Other than a couple of obvious Queens, with whom I exchanged cursory glances and delightful banter with, this was the West Village after all, I was here solely to be acquainted with one person.  I gave up just a few hours of my life to be here. I have the other 164 hours in the week to see other people, do other things, go other places.

Is it too much to ask of New Yorkers to concentrate on one person at a time?

Published on Dating New York Style

November 9th 2008

To Pay or Not To Pay

This one may be controversial but …..

No wonder people think dating in New York is so complicated and tiresome. It seems to me that women expect men to pay for them and men expect to pay. Why is this? 

If you expect someone else to pay for you, isn’t it just saying ‘I’m not clever enough to earn my own money’?

If the man is doing the paying, does it not bring back the argument that men then have to earn more if they are to pay for women too? In which case women cannot demand or expect equal pay.

How far back are women going to go? Do we want to vote? Do we want to work? Do we want to be able to ask for our own drink at the bar? Do we want to be able to wear trousers?

Yes really!  I remember going to a bar for lunch with my male boss when working in Fleet Street, London in the late 1980’s. Luckily I was wearing a skirt suit, as is my personal preference, as not only did they not serve women at the bar, they didn’t like women wearing trousers! I never went back but I’m guessing that they soon moved into the 20th Century as had most places in the UK by then.

So in 2009 New York, what do women do with their own money if they’re not paying for themselves? I think spending it on the wrong things (excessive plastic surgery and ‘medical’ spa visits spring to mind).

Don’t get me wrong, I believe chivalry is all well and good. Politeness costs nothing and should be expected from everyone, both sexes. Offering to pay is chivalrous, again from both parties, but being expected to pay is a different issue.

There’s the argument that whoever asks for the date should pay. This should work as after the first or second date, surely both parties will be making suggestions as to where to go so all will be square.

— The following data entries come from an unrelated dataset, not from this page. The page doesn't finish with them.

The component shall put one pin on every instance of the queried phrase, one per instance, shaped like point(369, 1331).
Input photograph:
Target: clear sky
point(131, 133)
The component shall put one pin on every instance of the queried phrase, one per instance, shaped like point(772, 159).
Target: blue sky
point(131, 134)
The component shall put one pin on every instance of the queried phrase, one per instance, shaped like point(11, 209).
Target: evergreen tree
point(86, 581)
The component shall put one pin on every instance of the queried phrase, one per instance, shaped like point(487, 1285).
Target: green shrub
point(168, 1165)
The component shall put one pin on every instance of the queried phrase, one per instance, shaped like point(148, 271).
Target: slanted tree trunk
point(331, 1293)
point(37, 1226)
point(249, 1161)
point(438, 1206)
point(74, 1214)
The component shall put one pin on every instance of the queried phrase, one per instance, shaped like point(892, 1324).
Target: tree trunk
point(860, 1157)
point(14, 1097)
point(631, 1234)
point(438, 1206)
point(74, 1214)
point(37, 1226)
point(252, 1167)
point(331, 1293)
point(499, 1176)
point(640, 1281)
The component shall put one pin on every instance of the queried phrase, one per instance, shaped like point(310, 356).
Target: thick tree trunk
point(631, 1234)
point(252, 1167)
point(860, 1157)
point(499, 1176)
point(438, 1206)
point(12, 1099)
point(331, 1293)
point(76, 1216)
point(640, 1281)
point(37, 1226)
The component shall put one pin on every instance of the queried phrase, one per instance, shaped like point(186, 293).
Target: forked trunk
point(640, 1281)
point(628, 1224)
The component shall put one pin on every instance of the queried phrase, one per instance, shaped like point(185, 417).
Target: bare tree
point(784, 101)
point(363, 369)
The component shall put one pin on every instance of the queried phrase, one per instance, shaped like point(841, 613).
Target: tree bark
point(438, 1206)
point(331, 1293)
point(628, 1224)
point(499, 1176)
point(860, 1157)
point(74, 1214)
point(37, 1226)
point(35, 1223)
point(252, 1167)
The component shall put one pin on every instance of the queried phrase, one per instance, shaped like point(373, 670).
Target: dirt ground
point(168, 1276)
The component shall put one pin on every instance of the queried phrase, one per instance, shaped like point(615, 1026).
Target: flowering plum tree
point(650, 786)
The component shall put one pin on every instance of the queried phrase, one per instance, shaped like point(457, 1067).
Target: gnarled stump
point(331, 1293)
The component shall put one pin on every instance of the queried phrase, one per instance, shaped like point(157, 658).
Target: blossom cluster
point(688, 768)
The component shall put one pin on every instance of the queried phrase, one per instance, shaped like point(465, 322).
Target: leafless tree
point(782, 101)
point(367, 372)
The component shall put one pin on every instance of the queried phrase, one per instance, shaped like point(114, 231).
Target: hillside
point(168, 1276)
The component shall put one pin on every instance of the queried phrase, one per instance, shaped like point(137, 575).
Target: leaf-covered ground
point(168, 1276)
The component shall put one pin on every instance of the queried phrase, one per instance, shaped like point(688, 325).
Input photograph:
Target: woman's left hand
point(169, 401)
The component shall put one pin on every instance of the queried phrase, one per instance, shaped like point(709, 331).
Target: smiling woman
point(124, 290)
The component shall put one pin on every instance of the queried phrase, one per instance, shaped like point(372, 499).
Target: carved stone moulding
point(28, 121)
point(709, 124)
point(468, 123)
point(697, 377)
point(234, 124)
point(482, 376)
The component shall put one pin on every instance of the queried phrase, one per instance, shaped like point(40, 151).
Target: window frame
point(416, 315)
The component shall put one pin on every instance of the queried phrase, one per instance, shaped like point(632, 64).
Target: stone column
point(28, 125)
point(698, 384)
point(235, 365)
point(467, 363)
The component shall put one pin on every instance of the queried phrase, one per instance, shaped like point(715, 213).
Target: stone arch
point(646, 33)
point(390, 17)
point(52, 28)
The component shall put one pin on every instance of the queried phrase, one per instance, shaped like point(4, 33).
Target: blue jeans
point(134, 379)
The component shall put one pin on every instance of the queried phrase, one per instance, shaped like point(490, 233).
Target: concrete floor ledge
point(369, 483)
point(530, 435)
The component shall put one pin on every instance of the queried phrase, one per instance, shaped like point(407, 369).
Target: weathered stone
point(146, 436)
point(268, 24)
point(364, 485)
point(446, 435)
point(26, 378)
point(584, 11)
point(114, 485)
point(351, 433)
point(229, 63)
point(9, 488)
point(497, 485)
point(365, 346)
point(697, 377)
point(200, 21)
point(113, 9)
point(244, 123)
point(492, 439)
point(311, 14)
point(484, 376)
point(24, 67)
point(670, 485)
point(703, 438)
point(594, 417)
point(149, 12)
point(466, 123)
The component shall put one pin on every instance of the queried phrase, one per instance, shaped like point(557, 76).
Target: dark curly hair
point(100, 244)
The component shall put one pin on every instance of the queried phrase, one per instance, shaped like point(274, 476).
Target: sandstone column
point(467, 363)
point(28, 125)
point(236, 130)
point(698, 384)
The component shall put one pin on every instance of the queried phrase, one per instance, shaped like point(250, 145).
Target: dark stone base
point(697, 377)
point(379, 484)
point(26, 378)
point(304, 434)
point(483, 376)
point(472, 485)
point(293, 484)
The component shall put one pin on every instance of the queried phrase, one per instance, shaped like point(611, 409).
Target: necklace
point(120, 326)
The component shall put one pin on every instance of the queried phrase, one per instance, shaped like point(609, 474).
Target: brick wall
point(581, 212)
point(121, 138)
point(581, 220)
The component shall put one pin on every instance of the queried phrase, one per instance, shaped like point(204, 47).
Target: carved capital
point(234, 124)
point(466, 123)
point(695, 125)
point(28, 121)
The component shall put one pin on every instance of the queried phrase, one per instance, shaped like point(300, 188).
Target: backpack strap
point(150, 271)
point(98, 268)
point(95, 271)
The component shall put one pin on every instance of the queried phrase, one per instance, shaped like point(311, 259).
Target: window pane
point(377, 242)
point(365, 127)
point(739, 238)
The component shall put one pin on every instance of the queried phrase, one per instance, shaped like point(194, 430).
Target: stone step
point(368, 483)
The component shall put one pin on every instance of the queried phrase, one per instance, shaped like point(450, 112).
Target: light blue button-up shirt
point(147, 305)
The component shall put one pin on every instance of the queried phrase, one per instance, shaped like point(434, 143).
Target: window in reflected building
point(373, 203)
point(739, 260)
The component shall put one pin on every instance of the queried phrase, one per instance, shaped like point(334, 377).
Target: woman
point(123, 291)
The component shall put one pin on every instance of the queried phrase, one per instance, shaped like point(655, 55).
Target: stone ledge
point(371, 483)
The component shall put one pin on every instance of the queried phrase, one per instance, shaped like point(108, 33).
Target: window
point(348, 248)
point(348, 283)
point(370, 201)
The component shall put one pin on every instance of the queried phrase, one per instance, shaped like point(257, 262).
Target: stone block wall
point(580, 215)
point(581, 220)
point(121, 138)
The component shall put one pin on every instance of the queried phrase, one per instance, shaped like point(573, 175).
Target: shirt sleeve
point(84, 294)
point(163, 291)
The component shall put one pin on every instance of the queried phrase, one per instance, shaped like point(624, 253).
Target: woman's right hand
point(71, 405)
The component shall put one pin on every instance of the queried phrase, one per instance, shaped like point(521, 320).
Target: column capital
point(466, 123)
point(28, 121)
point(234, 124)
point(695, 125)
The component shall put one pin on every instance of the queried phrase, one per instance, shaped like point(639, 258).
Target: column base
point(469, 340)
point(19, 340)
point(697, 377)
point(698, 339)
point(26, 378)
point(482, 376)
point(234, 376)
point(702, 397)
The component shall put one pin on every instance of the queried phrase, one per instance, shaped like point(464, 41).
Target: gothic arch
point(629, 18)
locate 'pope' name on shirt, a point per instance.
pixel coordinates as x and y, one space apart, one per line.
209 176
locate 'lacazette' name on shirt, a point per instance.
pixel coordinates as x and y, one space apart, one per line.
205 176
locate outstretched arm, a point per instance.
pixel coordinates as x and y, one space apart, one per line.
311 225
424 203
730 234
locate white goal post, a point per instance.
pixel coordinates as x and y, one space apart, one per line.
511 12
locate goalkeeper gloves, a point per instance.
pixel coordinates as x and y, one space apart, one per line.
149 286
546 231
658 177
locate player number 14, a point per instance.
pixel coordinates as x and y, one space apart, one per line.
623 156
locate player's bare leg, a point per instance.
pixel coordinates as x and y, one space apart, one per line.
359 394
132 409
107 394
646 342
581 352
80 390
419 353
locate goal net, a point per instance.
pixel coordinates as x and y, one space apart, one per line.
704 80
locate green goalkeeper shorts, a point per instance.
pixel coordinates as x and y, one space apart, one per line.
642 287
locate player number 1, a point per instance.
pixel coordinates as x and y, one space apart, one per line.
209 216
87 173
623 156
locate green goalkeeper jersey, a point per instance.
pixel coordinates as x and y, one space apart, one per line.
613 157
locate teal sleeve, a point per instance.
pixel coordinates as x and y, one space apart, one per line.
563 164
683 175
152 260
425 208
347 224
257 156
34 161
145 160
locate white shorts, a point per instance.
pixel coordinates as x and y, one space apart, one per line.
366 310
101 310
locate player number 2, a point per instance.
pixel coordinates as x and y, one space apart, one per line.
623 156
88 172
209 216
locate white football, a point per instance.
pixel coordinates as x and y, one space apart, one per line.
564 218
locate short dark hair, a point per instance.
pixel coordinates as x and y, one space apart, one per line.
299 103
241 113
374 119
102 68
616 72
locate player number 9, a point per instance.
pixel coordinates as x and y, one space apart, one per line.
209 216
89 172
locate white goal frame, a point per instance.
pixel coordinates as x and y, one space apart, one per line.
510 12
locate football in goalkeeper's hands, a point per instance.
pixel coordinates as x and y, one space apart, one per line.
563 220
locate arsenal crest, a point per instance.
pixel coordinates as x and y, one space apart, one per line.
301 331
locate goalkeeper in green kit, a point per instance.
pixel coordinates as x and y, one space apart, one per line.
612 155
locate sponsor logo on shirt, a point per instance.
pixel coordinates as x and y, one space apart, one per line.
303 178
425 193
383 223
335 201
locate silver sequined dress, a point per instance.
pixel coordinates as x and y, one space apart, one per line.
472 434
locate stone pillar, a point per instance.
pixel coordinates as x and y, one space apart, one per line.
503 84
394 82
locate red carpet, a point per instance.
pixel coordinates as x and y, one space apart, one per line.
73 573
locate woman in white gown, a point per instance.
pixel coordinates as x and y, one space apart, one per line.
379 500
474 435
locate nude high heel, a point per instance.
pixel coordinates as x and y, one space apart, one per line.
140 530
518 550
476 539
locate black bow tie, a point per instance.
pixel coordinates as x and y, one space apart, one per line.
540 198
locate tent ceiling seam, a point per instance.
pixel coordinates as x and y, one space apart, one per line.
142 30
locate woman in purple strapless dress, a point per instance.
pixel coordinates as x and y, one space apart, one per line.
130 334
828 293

I believe some women disguise the desire for men to pay for them by declaring, perhaps sub-consciously, that they are old fashioned, or traditional. Do they really they just want to give up work? I’m surprised they have time for work anyway if they are too busy serial dating in desperation looking for ‘the one’!

If they are that old fashioned, are they going to do all the cooking, cleaning, laundry, shopping and looking after the house? I think not.

I heard the most ridiculous argument the other day; women expect the men to pay because they spend the most money on grooming themselves for dates, to look good for men.

That is stretching the imagination to the extreme.

I do like to make an effort not just for men but because I like to look my best. Last time I looked, there were plenty of choices on where to buy clothes and makeup and spas etc are optional. Women looked good before L’Oreal’s, ‘Because I’m worth it’ slogan came along and I believe there was a much higher ratio of successful marriages in decades gone buy. Yes we are worth it. So do we really want to share our lives with a man who is so shallow that looks are so high on the agenda?

The one issue that throws the argument out is if one person earns/has considerably more than the other. They are going to have a higher living standard and not going to lower it so are more likely to treat their date to places they are happy to go to themselves.  

Doesn’t have to always be that way though.